Respect for religious freedom has deep roots in American society. Many of those who came to America did so to escape religious persecution, and they brought with them a profound understanding of the importance of protecting such personal rights from oppressive rule, be it by the hand of monarchy or democratic majority. Thus why Constitutional protections for religious freedom were included in the First Amendment.
Yet many areas where religious freedom is said to be under attack are actually examples of a different sort of problem. No one should be forced to make a gay wedding cake, for instance, simply because they make their living as a baker (assuming they are their own employer). The idea that one must sell to all in order to sell to any contradicts basic Constitutional tenets, yet is an idea that has wormed its way into Constitutional doctrine thanks to the misguided idea of “public accommodations” in non-discrimination law, and long eviscerated protections for economic liberty. Focusing on the subset of cases where objections are made on the grounds of religious sensibilities misses the larger issue, which is that the freedom of association and basic liberty should allow all the right to choose with whom they do or do not engage in commercial exchange – for any reason, be it religiously motivated or not, that the individual sees fit.
But there are also ways in which religious freedoms are actually in danger of being undermined today. Under the direction of Houston’s first openly gay mayor, Annise Parker, the city last year subpoenaed sermons and other pastoral communication from local churches. They were ordered to turn over any communication relating to a contentious local non-discrimination law, as well as “all speeches and sermons related to Mayor Annise Parker, homosexuality and gender identity.” She backed down after national uproar over the flagrant abuse of power, but the episode is both illuminating and disturbing.

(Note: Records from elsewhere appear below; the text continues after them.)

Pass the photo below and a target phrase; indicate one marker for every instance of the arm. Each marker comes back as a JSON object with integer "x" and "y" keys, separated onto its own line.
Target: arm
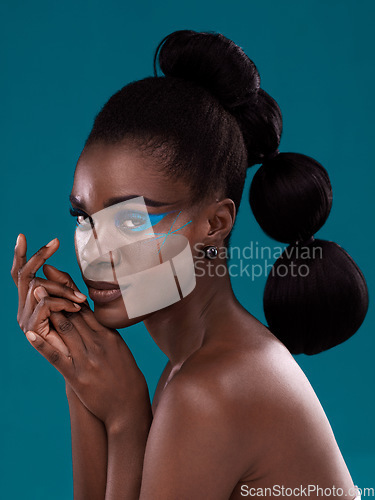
{"x": 195, "y": 448}
{"x": 89, "y": 450}
{"x": 126, "y": 449}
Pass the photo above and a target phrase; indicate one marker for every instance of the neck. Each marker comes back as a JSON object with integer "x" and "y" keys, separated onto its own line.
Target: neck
{"x": 180, "y": 329}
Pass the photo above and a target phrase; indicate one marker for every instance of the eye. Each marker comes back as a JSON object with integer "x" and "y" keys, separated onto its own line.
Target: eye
{"x": 129, "y": 220}
{"x": 83, "y": 220}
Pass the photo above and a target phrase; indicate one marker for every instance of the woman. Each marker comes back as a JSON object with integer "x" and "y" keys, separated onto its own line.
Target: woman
{"x": 233, "y": 415}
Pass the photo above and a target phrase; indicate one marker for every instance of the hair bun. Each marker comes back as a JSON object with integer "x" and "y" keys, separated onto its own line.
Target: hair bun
{"x": 212, "y": 61}
{"x": 291, "y": 197}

Religious concerns from the fallout of Obergefell are also not without merit, as admitted by U.S. Solicitor General Donald Verrili when he acknowledged during oral arguments that tax-exempt status “is going to be an issue” with the Court’s potential (and now real) ruling that the exclusion of same-sex couples from marriage (rightly) violates Constitutional protections. The ACLU has also decided that it’s no longer on board with the whole religious freedom thing now that Christians might be the ones in need of legal protections. And given the proven vindictiveness of today’s cultural winners, more attacks ought to be expected.
Which is all the more reason why it’s a shame that some Republicans, along with the Texas Attorney General, are insisting that county clerks in Texas or elsewhere ought to be able to be able to “opt out” of issuing same-sex marriage licenses if they have religious objections. This is a misapplication of religious liberty.

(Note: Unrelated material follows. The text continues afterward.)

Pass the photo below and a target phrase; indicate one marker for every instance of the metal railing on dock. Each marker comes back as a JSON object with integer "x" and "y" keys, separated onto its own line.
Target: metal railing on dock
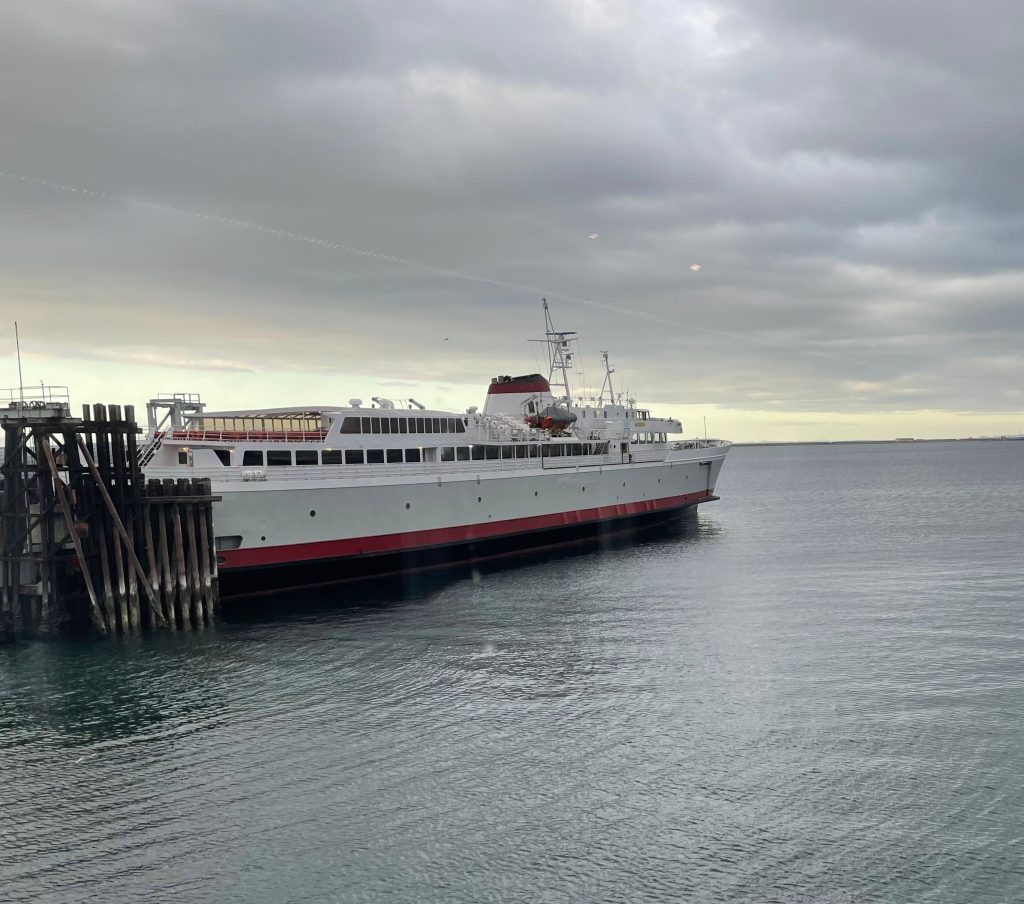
{"x": 84, "y": 540}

Look, we’re not talking about clergy or non-state wedding officiators here, who like bakers ought to be able to decide whether they wish to take part in a same-sex wedding or not. These are people whose job it is to process paperwork and issue wedding licenses. County Clerks are municipal employees, be they elected or appointed, and therefore agents of the state. And agents of the state don’t get to dictate actions of the state based on personal whims. If they won’t or can’t do the job required of them and fulfill their duties as public servants then they ought to resign.
Individuals have every right to not work at a place that requires issuing same-sex marriage licenses, but what they don’t have is the right to insist that they not be replaced by someone who will do the entire job and not just part of it. Anyone with true convictions should understand that sometimes upholding those beliefs means making sacrifices, including not working at places that as a fundamental part of the job necessitate violating those beliefs.
There are real threats to religious freedoms, and those who might wish to meet those threats with robust Constitutional protections shouldn’t try to expand the concept to its breaking point. I’m sure it’s not easy to have to choose between honoring ones principles or performing a duty that one currently under obligation to perform, but there’s no Constitutional right to not have to make tough choices.